BW - Papers of Blanco White - 1808-1906
The Blanco White Papers contain correspondence, manuscripts, notebooks and pamphlets relating to the life and works of the Reverend Joseph Blanco White.
|Other Creators:||, , ,|
|Archive level description:||Fonds|
|Physical Description:||15 boxes and 108 volumes|
|Summary:||The Blanco White Papers contain correspondence, manuscripts, notebooks and pamphlets relating to the life and works of the Reverend Joseph Blanco White.|
The collection has been arranged into seven sections:
|Bibliography:||[Book] Martin Murphy, Blanco White Self-banished Spaniard, Yale Univerity Press, 1989, lists other sources which contain material on Blanco White.|
Joseph Blanco White was a Spanish theologian, priest, poet, journalist and literary critic. He was born Jose Maria Blanco Y Crespo in Seville on 11 July 1775. At the age of twelve Blanco White expressed his desire to become a clergyman. His decision was prompted by his lack of desire to continue working in the family firm. Up until this time he had worked regularly at the offices of his father's export business. He was elected to a fellowship at the College of S. Maria a Jesu and then to the Dominician College of San Tomas where he studied Philosophy. It was at the Dominician College of San Tomas that he obtained the 'four minor orders' of the priesthood. In October 1790 he attended the University of Seville. Whilst at University he formed a friendship with a senior student of literary tastes and started the Seville Literary Society. Having taken his subdeacon's orders in 1796, Blanco was elected a Fellow of the College of S. Maria a Jesu. At Christmas 1800 Blanco was ordained a priest and began performing public exercises in the cathedral of Cadiz. In 1802 he was appointed to a chaplaincy in Seville. During the Spanish Inquisition Blanco resided in Madrid for a time. He returned to Seville when the French entered Spain. On his return to Seville he was appointed co-editor of Semanario Patriotico, a journal established by the central junta. The paper was suppressed as Blanco White's political philosophy was not approved of. When the advance of the French forced the junta to leave Seville, Blanco White resolved to escape the country and fled with a group of friends to Cadiz. From there he sailed to England reaching Falmouth on 3 March 1810.

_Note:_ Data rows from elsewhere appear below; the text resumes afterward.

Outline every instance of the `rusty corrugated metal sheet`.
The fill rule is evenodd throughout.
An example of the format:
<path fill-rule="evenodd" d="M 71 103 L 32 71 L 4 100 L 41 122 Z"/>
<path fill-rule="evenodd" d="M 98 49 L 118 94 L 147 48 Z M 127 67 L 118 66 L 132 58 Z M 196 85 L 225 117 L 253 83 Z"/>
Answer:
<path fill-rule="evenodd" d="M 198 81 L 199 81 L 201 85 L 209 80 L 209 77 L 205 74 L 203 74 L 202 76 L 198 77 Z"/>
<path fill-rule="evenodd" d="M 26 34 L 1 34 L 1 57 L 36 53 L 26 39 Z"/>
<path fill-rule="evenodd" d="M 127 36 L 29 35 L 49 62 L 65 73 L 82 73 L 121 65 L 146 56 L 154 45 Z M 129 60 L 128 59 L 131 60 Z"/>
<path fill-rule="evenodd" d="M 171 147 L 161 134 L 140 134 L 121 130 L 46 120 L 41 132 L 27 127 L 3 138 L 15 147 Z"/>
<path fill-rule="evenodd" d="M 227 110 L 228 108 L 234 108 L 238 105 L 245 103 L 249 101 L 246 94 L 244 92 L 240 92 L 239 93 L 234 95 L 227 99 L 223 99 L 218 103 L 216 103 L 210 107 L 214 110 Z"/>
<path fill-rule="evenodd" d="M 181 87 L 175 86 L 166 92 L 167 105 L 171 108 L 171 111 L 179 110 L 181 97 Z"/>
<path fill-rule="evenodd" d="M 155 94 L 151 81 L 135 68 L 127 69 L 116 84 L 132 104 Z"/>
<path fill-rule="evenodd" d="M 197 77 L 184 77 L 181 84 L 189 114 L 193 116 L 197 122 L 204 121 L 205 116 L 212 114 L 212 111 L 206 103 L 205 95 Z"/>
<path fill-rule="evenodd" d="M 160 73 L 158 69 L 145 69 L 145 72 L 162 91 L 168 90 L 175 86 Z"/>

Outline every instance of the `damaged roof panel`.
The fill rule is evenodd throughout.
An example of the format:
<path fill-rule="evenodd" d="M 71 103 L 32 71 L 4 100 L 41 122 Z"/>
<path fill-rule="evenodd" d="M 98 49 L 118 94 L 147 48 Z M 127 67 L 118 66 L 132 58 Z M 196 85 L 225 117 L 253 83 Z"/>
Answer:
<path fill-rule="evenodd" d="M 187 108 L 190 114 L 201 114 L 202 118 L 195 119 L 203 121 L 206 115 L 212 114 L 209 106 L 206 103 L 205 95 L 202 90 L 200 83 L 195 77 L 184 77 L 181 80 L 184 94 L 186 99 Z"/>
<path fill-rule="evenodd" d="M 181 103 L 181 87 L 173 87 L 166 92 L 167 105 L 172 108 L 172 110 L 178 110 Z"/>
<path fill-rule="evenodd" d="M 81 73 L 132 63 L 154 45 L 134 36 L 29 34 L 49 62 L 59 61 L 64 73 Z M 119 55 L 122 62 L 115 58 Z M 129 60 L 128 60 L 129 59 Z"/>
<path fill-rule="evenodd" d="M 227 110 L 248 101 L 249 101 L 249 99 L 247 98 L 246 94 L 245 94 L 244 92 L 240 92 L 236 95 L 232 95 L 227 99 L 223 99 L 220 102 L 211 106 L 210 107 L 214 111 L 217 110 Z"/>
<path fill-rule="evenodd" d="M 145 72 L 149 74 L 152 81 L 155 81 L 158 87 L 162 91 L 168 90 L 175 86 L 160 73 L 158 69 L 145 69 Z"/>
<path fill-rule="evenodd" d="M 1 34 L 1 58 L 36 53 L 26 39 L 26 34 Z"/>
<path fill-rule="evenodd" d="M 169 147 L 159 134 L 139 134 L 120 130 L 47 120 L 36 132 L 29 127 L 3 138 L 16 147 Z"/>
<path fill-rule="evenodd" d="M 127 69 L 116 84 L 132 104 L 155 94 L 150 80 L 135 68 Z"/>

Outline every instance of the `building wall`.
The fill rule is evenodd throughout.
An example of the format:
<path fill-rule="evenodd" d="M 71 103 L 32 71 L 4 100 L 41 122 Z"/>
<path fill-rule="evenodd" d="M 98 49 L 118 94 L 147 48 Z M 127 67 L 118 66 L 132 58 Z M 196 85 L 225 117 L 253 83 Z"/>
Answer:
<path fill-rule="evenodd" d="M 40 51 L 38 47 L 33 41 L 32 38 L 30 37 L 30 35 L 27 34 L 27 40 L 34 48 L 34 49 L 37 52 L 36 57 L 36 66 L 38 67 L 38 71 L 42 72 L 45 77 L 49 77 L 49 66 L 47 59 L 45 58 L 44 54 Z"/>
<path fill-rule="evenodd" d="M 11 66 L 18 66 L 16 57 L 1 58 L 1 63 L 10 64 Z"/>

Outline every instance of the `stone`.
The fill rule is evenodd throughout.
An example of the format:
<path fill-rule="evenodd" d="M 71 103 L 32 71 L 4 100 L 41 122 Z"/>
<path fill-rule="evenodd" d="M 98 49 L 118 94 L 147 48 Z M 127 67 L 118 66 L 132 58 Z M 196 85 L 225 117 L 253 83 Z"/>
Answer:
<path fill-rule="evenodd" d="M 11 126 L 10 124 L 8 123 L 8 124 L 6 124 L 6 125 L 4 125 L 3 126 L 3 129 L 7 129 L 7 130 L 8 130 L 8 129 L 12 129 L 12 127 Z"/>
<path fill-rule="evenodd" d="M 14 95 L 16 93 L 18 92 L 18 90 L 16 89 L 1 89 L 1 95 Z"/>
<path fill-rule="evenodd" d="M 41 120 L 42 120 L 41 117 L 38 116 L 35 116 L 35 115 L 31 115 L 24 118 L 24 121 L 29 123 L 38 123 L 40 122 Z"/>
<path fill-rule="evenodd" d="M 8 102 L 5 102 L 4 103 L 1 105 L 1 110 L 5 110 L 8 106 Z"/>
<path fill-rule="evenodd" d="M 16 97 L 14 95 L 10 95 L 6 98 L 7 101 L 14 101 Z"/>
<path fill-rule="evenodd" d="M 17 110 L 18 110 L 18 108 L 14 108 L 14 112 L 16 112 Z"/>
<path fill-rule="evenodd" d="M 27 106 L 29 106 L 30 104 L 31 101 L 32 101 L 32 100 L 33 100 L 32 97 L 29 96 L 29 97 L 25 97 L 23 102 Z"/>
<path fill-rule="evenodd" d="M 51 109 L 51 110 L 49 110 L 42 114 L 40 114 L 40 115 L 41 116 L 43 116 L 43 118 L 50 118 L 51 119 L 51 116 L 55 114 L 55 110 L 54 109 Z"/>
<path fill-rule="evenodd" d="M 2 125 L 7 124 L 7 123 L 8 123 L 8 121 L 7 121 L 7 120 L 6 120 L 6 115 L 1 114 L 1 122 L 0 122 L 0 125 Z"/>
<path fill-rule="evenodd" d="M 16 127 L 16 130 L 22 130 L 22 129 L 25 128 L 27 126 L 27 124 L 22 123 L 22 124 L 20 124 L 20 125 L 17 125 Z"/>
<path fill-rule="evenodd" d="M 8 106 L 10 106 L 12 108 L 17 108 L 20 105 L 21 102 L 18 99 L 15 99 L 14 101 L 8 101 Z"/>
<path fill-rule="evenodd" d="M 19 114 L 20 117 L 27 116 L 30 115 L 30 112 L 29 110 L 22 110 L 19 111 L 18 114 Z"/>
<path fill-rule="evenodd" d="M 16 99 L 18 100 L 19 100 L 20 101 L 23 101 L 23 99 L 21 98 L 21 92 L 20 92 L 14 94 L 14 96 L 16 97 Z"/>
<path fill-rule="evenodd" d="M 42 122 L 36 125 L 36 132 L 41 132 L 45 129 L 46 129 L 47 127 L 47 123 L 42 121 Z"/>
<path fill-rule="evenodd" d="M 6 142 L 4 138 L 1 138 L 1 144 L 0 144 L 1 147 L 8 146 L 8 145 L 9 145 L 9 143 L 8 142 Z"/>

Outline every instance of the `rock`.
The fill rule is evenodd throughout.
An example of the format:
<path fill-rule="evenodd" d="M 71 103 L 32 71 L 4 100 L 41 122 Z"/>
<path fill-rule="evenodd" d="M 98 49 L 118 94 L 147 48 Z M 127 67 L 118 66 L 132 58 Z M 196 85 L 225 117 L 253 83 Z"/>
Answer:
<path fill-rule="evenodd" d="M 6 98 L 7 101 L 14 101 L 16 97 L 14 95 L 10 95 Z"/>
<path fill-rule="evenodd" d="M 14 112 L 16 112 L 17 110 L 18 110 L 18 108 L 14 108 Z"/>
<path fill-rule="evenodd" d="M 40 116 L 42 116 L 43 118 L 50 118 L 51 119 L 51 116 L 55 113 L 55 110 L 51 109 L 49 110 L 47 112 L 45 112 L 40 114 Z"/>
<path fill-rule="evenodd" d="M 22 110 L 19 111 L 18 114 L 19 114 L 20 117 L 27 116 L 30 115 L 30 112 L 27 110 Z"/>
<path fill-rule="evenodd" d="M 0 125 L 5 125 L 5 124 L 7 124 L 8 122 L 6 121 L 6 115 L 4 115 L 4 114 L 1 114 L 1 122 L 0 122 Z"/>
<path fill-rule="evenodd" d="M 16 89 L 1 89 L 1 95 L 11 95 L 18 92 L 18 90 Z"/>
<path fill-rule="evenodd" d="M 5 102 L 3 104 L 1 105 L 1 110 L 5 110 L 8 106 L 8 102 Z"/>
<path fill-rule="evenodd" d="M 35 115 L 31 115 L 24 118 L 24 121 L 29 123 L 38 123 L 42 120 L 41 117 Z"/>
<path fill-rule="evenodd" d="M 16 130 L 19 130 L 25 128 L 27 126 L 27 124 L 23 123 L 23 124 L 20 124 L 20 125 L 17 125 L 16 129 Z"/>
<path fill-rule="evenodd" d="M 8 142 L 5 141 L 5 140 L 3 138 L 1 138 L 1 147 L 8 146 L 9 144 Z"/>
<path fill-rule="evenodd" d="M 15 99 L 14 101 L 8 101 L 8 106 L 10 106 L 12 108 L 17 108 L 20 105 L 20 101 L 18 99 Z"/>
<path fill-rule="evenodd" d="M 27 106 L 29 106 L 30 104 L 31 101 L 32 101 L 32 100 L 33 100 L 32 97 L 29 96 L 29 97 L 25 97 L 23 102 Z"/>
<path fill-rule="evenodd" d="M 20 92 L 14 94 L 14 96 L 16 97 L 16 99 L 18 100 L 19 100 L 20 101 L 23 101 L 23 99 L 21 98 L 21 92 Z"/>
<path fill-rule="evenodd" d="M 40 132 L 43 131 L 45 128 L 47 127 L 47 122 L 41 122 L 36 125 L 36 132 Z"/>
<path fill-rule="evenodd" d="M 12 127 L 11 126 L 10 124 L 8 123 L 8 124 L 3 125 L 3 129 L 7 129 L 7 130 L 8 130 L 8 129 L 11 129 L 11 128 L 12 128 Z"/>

He was received kindly in London by a few English men he had met in Spain, including Lord Holland. Shortly after arriving in England Blanco White conducted the periodical El EspaÑol . The periodical was circulated in Spain in defence of the national cause. In 1815 he became tutor to Lord Holland's son Henry Fox, and resided in Holland House. In 1817 he lived for a time with his friend James Christie. In 1822 Letters from Spain was published, becoming an instant success. It had first been published in The New Monthly magazine. This journal went on to publish a number of Blanco's articles which introduced the English literary public to medieval Spanish history and literature. In 1823 he became editor of Variedades o Mensagaro de Londres which was intended for readers in Spanish America. In 1825 he dismayed his friends by opposing Catholic Emancipation in the publication Practical and Internal Evidence against Catholicism. The publication did meet with some approval and Blanco was persuaded to publish a version for the working classes. He quickly became a champion for Protestantism. Oxford in particular was delighted by what they saw as a blow for the church establishment and on the initiative of the Provost of Oriel College, Blanco was awarded an honorary MA from the University. That year he took up residence as a senior member of Oriel College.
At Oxford he was welcomed by the men who would soon afterwards be leaders of the Oxford Movement. Two of these men Richard Whately and Nassau Senior were interested in a new quarterly The London Review, which was started in 1828 . Blanco White was appointed Editor. However in 1829 Blanco publicly supported the re-election of Robert Peel. In doing so he was reversing his earlier position on Catholic Emancipation. In 1832 Whatley became the new Archbishop of Dublin and asked Blanco to accompany him as a tutor for his son. Whilst in Dublin he wrote and published Second Travels of an Irish Gentleman in Search of a Religion . In 1835 he left Dublin for Liverpool. In Liverpool he began attending the unitarian services of Dr. Martineau and his biographer John Hamilton Thom. Blanco White died in Liverpool on 20 May 1841.